Yes, the four of us — the odd one out was uncomfortable too. He knew what he was doing, standing close and not wearing a mask, and knew it bothered everyone else. Not uncomfortable enough to stand back and fish a mask out of his pocket, but enough to feel he had to explain himself. He ran down the standard list of justifications: he hadn’t been in contact with anyone who had COVID, he felt fine, he didn’t know anyone who had it.

EmnLQfPXYAAk1C6His opposition to masks didn’t come across as political or tribal. He didn’t give off a maskhole-acting-out-at-Starbucks vibe. Rather, he came across as a normal guy who’d convinced himself COVID wasn’t a threat simply because it hadn’t touched him personally — he didn’t know anyone who had it.

It’s an insidiously persuasive argument. We’ve all seen people advance it on Facebook and Twitter. I’ve done it myself — for a few days during the Reagan administration, I went around saying the same thing about AIDS. Until I remembered, that is, elementary school classmates who died of scarlet fever or were crippled by polio. Then I dope-slapped myself and tried to quit being such a jerk.

We do know someone who got COVID, actually, but that was back in February when the pandemic was just beginning, and anyway, he lived; since then no one close to us has gotten it, never mind died from it. The law of large numbers means that COVID infection and death rates could double or even triple before we’re personally touched by the disease. That doesn’t mean it isn’t killing people in record numbers, though. It’s surging everywhere, and if it continues its exponential growth we will be touched. Public health officials are asking American families not to travel or get together this Thanksgiving. Some are already warning us not to go to grandma’s for Christmas. It’s a test, for sure, one made harder by all the people who for various reasons refuse to go along with masks, social distancing, and stay-at-home pleas.
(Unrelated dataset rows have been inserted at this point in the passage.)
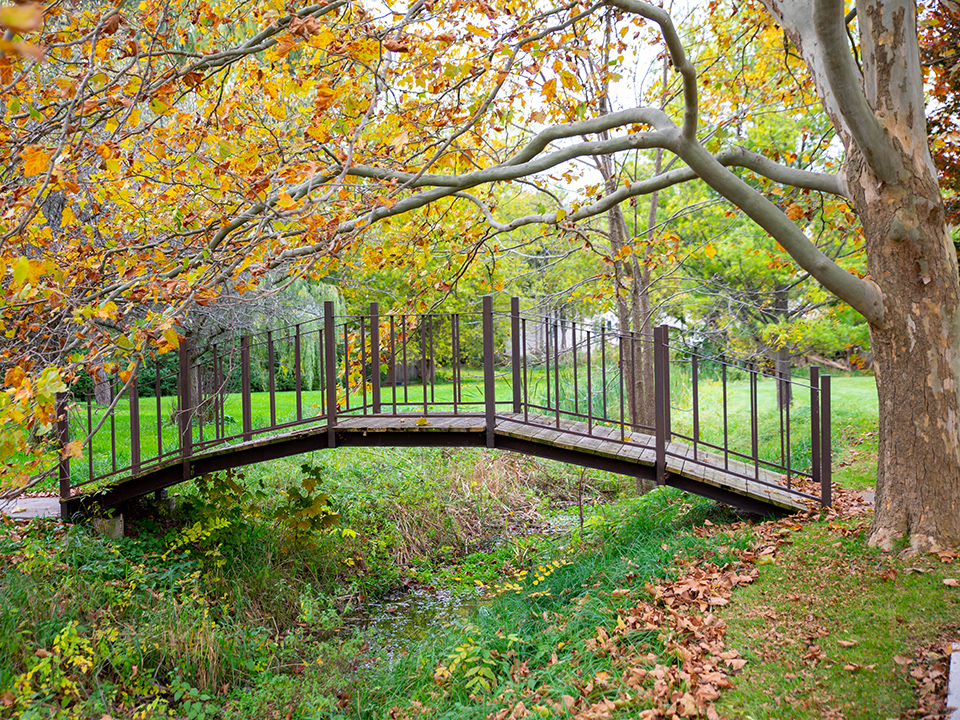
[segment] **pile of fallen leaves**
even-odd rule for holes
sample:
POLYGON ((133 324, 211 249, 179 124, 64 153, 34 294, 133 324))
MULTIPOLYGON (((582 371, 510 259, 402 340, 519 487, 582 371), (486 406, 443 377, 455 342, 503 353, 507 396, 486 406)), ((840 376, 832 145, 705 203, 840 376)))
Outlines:
MULTIPOLYGON (((597 627, 596 635, 587 640, 588 651, 615 661, 619 683, 609 673, 597 673, 581 685, 577 697, 565 695, 562 702, 547 697, 544 690, 532 691, 489 715, 490 720, 519 720, 541 708, 580 720, 605 720, 628 707, 638 709, 638 716, 645 719, 718 718, 713 701, 731 686, 728 674, 746 661, 724 648, 725 625, 711 610, 730 602, 733 589, 753 582, 757 571, 740 562, 721 568, 691 561, 681 570, 673 582, 648 583, 646 598, 632 606, 621 602, 613 627, 597 627), (635 648, 629 636, 637 631, 657 632, 663 651, 658 655, 635 648), (620 687, 616 695, 611 692, 614 685, 620 687), (602 697, 593 700, 598 694, 602 697)), ((620 601, 632 595, 626 589, 612 593, 620 601)))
I don’t think our new president will try to impose mandatory mask, quarantine, and stay-at-home orders. There’d be too much resistance, and with vaccines on the horizon even some of those who would normally comply will be tempted to let their guard down. Our society has chosen the path of voluntary compliance with COVID prevention measures, and from what I see about half of us — along with, happily, most institutions, school, and businesses — are doing our best.
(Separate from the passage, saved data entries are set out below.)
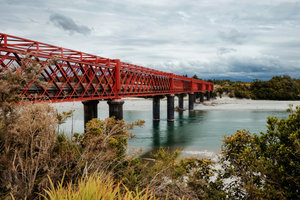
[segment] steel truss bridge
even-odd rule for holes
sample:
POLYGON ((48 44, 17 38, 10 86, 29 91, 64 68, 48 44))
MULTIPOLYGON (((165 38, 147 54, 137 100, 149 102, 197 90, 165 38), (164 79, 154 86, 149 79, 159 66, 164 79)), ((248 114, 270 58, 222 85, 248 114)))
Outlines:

With effective vaccines likely to become available early next year, those of us who do recognize the threat may only have to hunker down a few more months. Anticipating relief doesn’t make this time of testing easier; we ourselves just backed out of a long-planned road trip to visit the kids and celebrate our grandson’s birthday in Las Vegas, and we’re already talking about what kind of takeout we’ll order for the two of us on Thanksgiving and Christmas.